Can I be Prohibited from Owning a Pet in Massachusetts if I’m Convicted of Animal Cruelty?

In upholding a woman’s animal cruelty conviction for starving her dog to death, the Massachusetts Appeals Court today ruled it was proper for the trial judge to prohibit her from owning any pets as a condition of her probation.  The name of the case is Commonwealth v. Waller

In January of 2013, the defendant brought her pet dog, a miniature dachshund named Arthur, to a veterinary hospital in Woburn.  Arthur was nonresponsive and was immediately examined in the emergency department.  A vet determined that Arthur was the victim of prolonged malnutrition.  In addition to appearing emaciated, the dog was suffering from sores and scabs on one side of his body, and much of his hair had been rubbed away.  Such injuries result when an animal is lying down and not moving for extended periods of time.  Blood tests revealed Arthur was dehydrated and his vital signs suggested he was close to death.  He was cold to the touch and unable to react to stimuli.  He was also exhibiting symptoms associated with brain damage.  The medical staff at the hospital performed CPR on Arthur for about 20 minutes before concluding the dog could not be saved.  The vet euthanized the dog and the defendant was charged with violating the Massachusetts animal cruelty statute.  She was found guilty by a district court judge (after waiving her right to a jury trial).

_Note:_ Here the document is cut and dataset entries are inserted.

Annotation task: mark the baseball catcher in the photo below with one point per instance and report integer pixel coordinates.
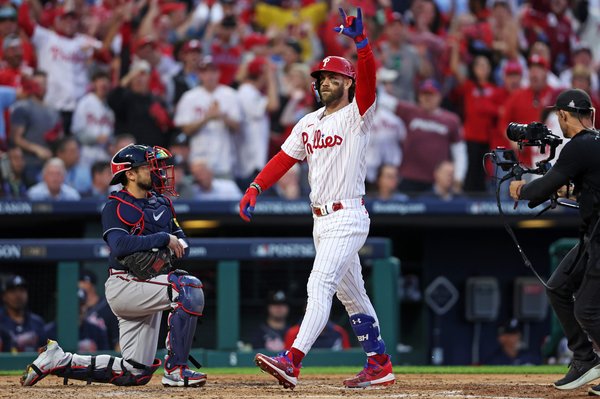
(144, 237)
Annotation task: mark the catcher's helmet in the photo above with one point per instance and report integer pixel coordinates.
(158, 158)
(335, 64)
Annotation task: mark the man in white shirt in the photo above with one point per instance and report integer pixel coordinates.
(52, 187)
(94, 121)
(64, 55)
(207, 188)
(252, 143)
(210, 115)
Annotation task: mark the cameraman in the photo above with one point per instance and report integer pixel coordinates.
(579, 163)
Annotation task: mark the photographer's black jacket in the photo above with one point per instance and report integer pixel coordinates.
(578, 162)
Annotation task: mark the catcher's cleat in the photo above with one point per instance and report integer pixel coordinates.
(281, 367)
(580, 373)
(182, 376)
(373, 374)
(47, 361)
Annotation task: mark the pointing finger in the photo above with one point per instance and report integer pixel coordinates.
(343, 14)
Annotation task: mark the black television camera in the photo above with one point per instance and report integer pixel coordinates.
(534, 134)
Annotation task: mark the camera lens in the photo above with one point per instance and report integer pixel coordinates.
(516, 131)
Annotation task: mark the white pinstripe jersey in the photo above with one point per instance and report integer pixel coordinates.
(335, 148)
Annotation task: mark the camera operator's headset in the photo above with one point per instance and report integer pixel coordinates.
(583, 244)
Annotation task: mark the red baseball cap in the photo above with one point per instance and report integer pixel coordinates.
(144, 41)
(430, 86)
(537, 59)
(170, 7)
(192, 45)
(257, 66)
(513, 67)
(64, 11)
(255, 39)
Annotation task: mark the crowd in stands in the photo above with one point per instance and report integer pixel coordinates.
(221, 83)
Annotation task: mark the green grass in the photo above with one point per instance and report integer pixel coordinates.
(397, 370)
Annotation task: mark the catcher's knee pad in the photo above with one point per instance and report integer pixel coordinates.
(186, 292)
(102, 368)
(367, 332)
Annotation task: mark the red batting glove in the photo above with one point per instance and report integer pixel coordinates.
(247, 203)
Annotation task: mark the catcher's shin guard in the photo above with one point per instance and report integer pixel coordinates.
(188, 303)
(107, 369)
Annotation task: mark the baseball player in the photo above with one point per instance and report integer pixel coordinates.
(334, 142)
(139, 220)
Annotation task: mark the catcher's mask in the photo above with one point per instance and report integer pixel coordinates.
(158, 158)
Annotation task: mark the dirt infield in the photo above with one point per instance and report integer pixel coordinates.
(263, 386)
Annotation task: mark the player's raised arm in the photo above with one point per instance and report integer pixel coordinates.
(365, 77)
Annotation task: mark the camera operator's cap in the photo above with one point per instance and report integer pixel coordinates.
(581, 47)
(12, 40)
(88, 276)
(573, 100)
(430, 86)
(14, 282)
(537, 59)
(207, 62)
(8, 12)
(277, 298)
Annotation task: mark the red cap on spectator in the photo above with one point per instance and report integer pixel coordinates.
(430, 86)
(256, 67)
(393, 16)
(170, 7)
(255, 39)
(513, 67)
(537, 59)
(64, 11)
(192, 45)
(144, 41)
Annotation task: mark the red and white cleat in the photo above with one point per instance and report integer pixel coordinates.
(48, 360)
(373, 374)
(281, 367)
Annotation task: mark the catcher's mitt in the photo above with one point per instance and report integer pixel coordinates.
(147, 264)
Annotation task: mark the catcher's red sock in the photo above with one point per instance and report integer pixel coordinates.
(381, 359)
(297, 356)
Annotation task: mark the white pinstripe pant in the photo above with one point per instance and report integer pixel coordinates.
(338, 237)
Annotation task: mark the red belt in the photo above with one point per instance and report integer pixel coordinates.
(323, 210)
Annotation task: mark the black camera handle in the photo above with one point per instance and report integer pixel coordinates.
(517, 172)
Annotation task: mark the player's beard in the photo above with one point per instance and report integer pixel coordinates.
(146, 186)
(334, 95)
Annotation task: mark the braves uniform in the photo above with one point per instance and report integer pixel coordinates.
(133, 225)
(335, 146)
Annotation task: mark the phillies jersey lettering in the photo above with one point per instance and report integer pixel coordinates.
(320, 141)
(335, 148)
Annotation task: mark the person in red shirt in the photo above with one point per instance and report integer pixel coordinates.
(9, 27)
(527, 104)
(512, 74)
(480, 113)
(433, 135)
(546, 21)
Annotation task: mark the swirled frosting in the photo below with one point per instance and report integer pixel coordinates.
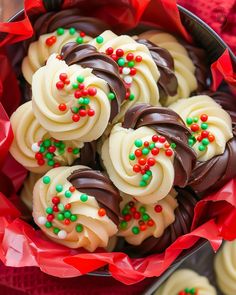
(69, 101)
(61, 27)
(26, 193)
(68, 215)
(211, 126)
(189, 66)
(103, 67)
(213, 174)
(186, 281)
(142, 221)
(137, 68)
(225, 268)
(35, 148)
(186, 200)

On appeal, the defendant asserted the district court judge had made a number of errors at her trial that compelled the reversal of her conviction.  The defendant primarily complained that the testimony of the treating vet and a second doctor who had performed a necropsy (an animal autopsy) constituted inappropriate opinion testimony.  The treating vet testified it typically takes many weeks for an animal to become emaciated, and it was therefore impossible for Arthur to become deathly skinny in only a week’s time (as suggested by the defendant).  The doctor who performed the necropsy opined that her examination did not reveal any disease that might have caused Arthur to lose weight in such dramatic fashion and his death was the result of malnourishment (which was caused by not being fed).  The Appeals Court ruled that the expert opinion testimony provided by the two doctors was properly admitted at the defendant’s trial.  The testimony was based on the witnesses’ personal observations of the dog and supported by valid scientific principles.  Therefore, the judge appropriately considered and relied on the experts’ testimony to convict the defendant.

The defendant also argued on appeal that two of her probationary conditions were unlawful.  The trial judge imposed a suspended jail sentence on the defendant and ordered her to serve five years of probation.  While on probation, the defendant is prohibited from owning a pet or animal of any kind.  The defendant argued this probationary condition was invalid because it interfered with her constitutional right to own property.  The Court disagreed, pointing out that constitutional rights are allowed to be restricted or eliminated when a defendant is placed on probation (for example, a convicted felon cannot possess a firearm, despite the Second Amendment’s guarantee of the right to bear arms).  The Court did agree, however, that the trial judge’s order that the defendant be subject to random inspections by the probation department or the MSPCA violated the Massachusetts Constitution.  Even probationers have an expectation of privacy that cannot be violated by the government without justification.  In order to search a probationer’s home, the government must have reasonable suspicion that the probationer is violating a condition of probation and must first obtain a search warrant.